Swiftclaws - Their shitty BS makes non-viable as a suicide melta squad. Also, their WS hurts them when your opponent strikes back. So for the points cost, I'd rather take a couple of Typhoons (which have a good BS and Melta/Krak for dealing with armor)


----------



## ChaosRedCorsairLord (Apr 17, 2009)

Basically: there are much better choices.


----------



## Hurricane (Feb 27, 2010)

While there are a lot of viable options in the elite choice slot for space wolves I do enjoy taking lone wolves and they CAN be quite viable. I run more of a gunline and I field a lot of lascannons and missile launchers so I kit mine out as anti infantry lone wolves. Storm shield, MotW and two wolves is all I use and this thing more often than not reaches the enemy line and rips shit apart. After a game or two my friends finally deemed him a threat and he serves as a good bullet magnet absorbing 1-2 turns of fire.

Alternatively you could take a TDA lone wolf but here I feel they aren't nearly as useful. It is much easier for vehicles to avoid your chainfist and they become very costly

Otherwise I agree with the assessments on whirlwinds and skyclaws that everyone else has said.


----------



## geneticdeviant (Sep 17, 2009)

Swiftclaws accompanied by a wolf priest on a bike would probably be the best option for them and they only way they could possibly be considered viable.

I've often wondered about running three units of these bikers accompanied by wolf priests on bikes.
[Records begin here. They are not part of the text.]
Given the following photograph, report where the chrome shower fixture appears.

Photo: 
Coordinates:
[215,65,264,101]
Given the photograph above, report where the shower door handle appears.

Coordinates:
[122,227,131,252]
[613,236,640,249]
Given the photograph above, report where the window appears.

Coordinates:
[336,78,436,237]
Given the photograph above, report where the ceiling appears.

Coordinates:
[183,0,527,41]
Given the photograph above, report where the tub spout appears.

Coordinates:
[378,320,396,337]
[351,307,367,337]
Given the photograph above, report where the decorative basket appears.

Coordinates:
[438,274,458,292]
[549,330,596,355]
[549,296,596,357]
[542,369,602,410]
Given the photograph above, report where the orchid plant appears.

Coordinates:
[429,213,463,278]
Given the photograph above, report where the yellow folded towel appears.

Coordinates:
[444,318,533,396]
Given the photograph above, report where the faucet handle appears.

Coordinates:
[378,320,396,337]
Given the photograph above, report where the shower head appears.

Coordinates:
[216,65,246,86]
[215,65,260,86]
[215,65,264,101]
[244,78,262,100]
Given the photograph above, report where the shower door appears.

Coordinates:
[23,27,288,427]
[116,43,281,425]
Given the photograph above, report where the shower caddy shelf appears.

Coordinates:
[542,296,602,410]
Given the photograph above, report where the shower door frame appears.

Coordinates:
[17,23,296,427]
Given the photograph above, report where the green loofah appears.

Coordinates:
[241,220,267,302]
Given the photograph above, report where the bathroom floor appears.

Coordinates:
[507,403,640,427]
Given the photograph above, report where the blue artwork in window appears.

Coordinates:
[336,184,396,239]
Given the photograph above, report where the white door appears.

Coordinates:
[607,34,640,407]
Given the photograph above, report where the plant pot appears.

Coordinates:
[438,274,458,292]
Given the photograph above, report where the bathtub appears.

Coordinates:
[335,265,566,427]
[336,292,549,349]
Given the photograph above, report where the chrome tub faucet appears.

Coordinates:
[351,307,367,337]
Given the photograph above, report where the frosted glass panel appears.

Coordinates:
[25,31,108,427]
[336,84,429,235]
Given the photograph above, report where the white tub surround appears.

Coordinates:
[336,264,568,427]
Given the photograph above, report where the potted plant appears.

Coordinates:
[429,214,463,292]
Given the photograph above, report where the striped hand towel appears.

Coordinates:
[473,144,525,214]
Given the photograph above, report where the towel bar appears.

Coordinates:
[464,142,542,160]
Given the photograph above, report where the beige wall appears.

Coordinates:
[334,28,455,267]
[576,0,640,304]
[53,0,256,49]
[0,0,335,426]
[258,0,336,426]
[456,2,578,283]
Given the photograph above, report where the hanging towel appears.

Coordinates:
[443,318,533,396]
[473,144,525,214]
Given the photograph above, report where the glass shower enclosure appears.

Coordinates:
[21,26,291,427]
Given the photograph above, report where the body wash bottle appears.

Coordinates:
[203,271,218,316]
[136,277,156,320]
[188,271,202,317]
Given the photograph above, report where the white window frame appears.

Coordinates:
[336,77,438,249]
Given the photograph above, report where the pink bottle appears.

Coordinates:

Would look so cool on the tabletop.


----------



## CLT40k (Jun 18, 2010)

I don't think the problem is with thier WS... Even with a WS 3, they're still hitting MeQs on a 4+... The problem is that they will get hit by MEQs on a 3+ -- and a Wolf Priest just can't fix that...

But you are right in the sense that they would make for some cool models.


----------



## Kirby (May 16, 2010)

Both Whirlwinds and Swiftclaws are generally worse choices compared to Speederrs/Fangs/Preds/TWC/etc and Swiftclaws are better used as normal BCs in a LRC and don't add reliable fast melta like other SM bike squads (main reason for taking them).

Lone Wolves are used quite often w/TDA/Chainfist/SS for a very tough unit to crack but there is competition in that slot w/IP, Dreads and Wolfguard so you're only going to see them in specific lists.


----------



## Lash Machine (Nov 28, 2008)

Swift claws with a fist and a wolf guard with a fist are a reasonable unit and their T5 makes up for their lower WS. I have run them a few times but would really only consider them at 1750 points or more. I finda that a unit of grey hunters is sadly cheaper, more flexible and better.

The main problem with a lone wolf is that their are too many decent options to pick from in the elites section especailly with wolf guard taking up one slot. If no one has ever used Wolf scouts before, regardless of what type of army you are running, you don't know what you are missing.

Whirlwind or Vindicator? One has front AV 13 and a STR 10 AP 2 large blast and will act as a really good bullet magnet to allow your Long fangs to shoot and your grey hunters to advance with ease. The other will only mildly scare a low armour horde army and will either be ignored of blown up rather easily. That is sadly why we do not see the whirlwind much, which is a shame as I like the model and the name.


----------



## ShinoRagnar (May 31, 2010)

I could see some use for the Lone Wolf if you are facing a Tyranid Horde. I would then equip him with a MotW and let him make a bee line for the closest gaunt squad. With FnP, 4 T and 3+ save he is very likely to win the combat against most medium sized units. This may force a part of the horde to halt for a moment. He could also be used to take care of non-CC-oriented infiltrators.
The Lone Wolf is very good for considering it's low cost,BUT it does eat up an Elite slot in the FoC and it often requires an empty transport to fully utilize its potential.


----------



## Wolf_Lord_Skoll (Jun 9, 2008)

ShinoRagnar said:


> I could see some use for the Lone Wolf if you are facing a Tyranid Horde. I would then equip him with a MotW and let him make a bee line for the closest gaunt squad. With FnP, 4 T and 3+ save he is very likely to win the combat against most medium sized units. This may force a part of the horde to halt for a moment. He could also be used to take care of non-CC-oriented infiltrators.
> The Lone Wolf is very good for considering it's low cost,BUT it does eat up an Elite slot in the FoC and it often requires an empty transport to fully utilize its potential.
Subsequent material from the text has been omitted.